SSまとめ - 3/6

お誘い

「シャルルは、その、抱きたいとか思わないの?」

「それは。抱きたいか抱きたくないのかと問われましたら、勿論あなたの事を愛したいと思っていますよ。ですが、それと同じぐらいにはあなたの事を大切にしたいとも思っています」

 恒例となっていたベッドの上での軽い口づけ。決して男女間の秘め事を行う雰囲気ではないそれの後の言葉に、サンソンは目を丸くする。サンソンとしては、今すぐ愛を語り、抱き潰すほどに立香の愛したいと思っている。しかし、生前に抱いたこともない成長真只中にある身体に、今すぐ手を出さなくても、ゆっくりと事を進めていくのも良いのではないかと思っていたのだ。
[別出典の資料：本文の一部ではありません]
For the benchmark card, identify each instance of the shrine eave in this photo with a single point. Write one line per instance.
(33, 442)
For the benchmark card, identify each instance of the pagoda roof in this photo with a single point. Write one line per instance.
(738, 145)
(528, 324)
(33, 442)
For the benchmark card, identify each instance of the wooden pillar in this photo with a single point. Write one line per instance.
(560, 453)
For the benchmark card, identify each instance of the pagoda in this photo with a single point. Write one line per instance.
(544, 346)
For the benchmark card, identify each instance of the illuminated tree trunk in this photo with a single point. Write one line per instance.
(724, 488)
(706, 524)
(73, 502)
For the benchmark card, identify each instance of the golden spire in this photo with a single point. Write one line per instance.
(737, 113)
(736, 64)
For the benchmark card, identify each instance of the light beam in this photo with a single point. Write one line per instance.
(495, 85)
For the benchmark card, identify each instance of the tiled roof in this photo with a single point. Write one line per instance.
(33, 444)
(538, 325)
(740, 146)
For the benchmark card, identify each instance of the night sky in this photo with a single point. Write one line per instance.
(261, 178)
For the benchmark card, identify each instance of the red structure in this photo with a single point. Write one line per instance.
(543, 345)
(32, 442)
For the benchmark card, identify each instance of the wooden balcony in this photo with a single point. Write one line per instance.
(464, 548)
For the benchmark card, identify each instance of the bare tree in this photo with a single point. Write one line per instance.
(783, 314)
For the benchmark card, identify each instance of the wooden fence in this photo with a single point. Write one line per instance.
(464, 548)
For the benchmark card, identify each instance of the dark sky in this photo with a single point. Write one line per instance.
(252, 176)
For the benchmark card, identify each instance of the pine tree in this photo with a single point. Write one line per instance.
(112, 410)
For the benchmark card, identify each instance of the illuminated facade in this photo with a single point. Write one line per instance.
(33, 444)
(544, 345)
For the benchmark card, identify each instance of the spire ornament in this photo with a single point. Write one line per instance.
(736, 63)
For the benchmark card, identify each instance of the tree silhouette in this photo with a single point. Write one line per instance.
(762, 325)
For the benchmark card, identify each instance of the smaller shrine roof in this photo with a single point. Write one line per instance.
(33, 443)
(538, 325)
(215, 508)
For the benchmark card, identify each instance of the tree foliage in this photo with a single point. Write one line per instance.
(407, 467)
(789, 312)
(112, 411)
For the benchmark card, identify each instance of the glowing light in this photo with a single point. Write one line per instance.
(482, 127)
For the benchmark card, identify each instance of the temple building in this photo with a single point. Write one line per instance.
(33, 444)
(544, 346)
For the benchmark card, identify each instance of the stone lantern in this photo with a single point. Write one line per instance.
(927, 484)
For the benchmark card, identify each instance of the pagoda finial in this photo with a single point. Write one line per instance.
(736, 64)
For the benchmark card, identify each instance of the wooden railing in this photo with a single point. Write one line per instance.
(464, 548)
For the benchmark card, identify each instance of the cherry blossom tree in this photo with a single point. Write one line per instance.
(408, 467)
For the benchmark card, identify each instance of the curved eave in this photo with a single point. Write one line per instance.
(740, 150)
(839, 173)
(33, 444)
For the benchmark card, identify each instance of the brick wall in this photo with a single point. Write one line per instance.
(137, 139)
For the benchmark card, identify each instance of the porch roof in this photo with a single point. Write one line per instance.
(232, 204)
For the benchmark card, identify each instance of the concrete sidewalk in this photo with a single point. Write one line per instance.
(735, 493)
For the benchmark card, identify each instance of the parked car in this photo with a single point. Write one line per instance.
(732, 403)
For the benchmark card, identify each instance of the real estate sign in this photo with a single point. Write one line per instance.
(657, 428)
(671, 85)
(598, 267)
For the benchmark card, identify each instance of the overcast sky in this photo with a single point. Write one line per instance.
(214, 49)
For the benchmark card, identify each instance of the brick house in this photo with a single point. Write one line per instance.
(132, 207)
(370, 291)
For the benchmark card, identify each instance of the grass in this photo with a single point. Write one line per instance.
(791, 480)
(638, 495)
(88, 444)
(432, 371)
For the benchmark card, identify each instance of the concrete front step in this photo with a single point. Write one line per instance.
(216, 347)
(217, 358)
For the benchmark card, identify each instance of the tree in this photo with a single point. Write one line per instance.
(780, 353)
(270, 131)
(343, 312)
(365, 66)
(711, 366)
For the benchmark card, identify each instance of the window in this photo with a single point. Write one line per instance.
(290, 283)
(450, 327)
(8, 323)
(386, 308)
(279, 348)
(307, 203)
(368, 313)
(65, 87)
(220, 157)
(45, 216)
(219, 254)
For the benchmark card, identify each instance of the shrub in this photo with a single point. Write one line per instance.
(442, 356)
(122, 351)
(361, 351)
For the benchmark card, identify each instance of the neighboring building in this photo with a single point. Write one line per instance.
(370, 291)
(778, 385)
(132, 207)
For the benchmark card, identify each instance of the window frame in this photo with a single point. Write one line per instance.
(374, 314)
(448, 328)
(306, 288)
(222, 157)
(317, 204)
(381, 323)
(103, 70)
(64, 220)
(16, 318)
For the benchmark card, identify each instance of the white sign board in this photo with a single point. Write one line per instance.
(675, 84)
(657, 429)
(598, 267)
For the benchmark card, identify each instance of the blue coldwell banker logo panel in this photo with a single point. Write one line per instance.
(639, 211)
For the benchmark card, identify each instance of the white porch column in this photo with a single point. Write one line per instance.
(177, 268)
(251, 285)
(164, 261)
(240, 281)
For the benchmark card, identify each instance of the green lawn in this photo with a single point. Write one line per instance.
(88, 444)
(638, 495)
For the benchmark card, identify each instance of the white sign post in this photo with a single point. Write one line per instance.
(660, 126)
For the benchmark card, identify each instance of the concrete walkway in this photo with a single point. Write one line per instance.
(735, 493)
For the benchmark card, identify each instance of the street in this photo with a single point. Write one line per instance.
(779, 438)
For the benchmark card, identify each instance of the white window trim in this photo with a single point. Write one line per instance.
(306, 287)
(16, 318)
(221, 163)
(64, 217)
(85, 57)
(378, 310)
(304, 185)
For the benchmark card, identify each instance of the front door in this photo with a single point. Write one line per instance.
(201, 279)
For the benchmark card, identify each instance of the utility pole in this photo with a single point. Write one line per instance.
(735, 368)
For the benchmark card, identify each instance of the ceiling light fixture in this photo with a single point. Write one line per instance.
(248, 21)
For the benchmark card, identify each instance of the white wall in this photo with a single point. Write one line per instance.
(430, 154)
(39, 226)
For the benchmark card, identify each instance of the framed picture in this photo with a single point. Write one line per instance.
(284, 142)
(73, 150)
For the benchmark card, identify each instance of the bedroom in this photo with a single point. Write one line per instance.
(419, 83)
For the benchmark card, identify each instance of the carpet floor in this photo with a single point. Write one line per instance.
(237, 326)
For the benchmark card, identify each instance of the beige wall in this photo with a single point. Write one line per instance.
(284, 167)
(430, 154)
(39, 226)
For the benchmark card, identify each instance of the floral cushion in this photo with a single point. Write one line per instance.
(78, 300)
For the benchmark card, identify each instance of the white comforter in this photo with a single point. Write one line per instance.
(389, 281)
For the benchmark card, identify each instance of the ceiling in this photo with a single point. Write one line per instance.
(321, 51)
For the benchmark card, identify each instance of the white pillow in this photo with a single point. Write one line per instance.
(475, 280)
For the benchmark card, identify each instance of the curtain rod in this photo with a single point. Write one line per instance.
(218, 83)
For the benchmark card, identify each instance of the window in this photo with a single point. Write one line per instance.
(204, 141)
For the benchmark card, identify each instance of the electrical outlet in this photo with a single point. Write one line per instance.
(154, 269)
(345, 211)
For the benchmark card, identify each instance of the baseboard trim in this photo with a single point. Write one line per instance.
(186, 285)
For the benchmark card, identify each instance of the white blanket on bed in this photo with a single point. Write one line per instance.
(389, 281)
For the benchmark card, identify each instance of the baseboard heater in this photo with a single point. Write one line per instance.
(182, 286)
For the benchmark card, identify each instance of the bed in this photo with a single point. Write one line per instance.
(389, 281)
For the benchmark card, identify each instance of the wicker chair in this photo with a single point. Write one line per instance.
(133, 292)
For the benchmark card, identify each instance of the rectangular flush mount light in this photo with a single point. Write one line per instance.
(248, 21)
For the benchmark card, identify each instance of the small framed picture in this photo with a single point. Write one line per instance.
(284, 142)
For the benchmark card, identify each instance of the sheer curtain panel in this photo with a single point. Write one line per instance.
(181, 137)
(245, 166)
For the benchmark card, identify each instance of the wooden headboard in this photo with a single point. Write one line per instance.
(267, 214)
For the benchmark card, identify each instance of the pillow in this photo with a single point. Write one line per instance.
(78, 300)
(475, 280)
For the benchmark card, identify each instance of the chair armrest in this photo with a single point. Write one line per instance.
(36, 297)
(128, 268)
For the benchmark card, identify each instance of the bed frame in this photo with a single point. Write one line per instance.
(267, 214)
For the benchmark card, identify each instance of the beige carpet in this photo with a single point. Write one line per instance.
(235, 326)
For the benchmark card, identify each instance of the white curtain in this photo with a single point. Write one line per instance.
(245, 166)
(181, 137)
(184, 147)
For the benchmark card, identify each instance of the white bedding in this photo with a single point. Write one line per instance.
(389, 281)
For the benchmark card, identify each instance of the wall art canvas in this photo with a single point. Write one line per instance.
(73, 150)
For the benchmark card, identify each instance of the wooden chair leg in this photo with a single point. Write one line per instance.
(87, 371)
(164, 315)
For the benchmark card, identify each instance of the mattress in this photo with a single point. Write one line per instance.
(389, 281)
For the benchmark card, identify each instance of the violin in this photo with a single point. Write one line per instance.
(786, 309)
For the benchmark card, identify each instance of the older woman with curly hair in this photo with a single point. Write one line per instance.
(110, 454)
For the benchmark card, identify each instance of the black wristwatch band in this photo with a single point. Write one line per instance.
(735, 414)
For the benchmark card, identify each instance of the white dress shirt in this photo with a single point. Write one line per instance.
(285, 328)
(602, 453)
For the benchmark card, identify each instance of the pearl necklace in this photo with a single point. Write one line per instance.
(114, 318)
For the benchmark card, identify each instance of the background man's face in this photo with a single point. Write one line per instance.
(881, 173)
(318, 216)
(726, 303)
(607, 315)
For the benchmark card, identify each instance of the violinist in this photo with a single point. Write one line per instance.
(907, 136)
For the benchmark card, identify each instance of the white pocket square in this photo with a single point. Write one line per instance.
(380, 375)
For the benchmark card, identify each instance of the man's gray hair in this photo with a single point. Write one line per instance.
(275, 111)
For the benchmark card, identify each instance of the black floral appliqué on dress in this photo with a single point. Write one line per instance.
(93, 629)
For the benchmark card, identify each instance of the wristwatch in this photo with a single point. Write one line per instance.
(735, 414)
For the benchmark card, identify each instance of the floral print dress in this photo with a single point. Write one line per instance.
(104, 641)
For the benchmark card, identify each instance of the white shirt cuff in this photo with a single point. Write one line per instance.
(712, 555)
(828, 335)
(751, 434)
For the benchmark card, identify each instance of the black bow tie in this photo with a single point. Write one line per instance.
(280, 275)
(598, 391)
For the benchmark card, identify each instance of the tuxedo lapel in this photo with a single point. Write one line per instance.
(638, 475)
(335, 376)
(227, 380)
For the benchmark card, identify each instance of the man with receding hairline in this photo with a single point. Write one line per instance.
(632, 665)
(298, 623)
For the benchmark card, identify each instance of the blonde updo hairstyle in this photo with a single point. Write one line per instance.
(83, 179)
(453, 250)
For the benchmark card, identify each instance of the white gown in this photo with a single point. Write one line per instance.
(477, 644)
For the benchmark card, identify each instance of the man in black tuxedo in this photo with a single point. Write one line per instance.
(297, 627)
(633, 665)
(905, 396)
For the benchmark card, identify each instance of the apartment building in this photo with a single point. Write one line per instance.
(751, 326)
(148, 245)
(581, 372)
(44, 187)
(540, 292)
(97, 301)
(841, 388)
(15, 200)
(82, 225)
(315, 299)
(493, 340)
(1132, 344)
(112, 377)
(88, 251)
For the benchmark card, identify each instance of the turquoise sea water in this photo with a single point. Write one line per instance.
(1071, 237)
「シャルルの気持ちはわかってるつもりだけど、そんなに柔じゃないし、シャルルとのキスは、気持ちいいけど、もっと、シャルロのこといっぱい、感じたいな、なんて」

「リツカ。それは」

「っ、ごめんね。シャルロのこと、困らせちゃった」

 口付けをした際に握っていた彼の服の裾を手放す。常であればサンソンは引き下がるかもしれないが、立香の瞳はどこか寂しそうで、それに抗えずに手放した手を逆に掴み、押し倒す形となる。

「シャルロ?」

「リツカ、あなたが望むのであれば僕も。しかし、先程も申し上げたとおり心配なのです。ですから、少しずつ」

 言いながら首もとのボタンを外し、服を肌蹴させ、口づけをした後、首もとに顔を埋める。そのまま肩先に噛みついて、痛みを感じない程度に歯を何度もたてる。

「ん、んぁ……サンソン」

「シャルロ、と。リツカ、あなたは何よりも可愛らしいですね」

「やだ、恥ずかしい」

「逃げないでください」

 噛みつくたびに身動いていたが、恥ずかしさからか手足をバタバタとさせはじめる。サンソンはそんな立香の首もとから口を離し、顔を覗きこみながら苦笑する。

「マスター、恥ずかしいですか」

「う、うん。えっと、シャルロ」

「ええ。僕ですよ、マスター。マスターはこれよりも深い関係を望んでいらっしゃるのに、初な方だ」

「う、それは、その、シャルロみたいな恋人、できるの、初めてだし。でも、シャルロが欲しいと思うなら」

「僕に抱かれてもいい、と。ええ、その気持ちは嬉しいですが、まだマスターには早いでしょう。 僕を誘ったりせず、貴女はあたたかくして寝てくださいね。では、いい夢を」

待って、シャルロ。立香の声にサンソンは答えずに部屋を後にした。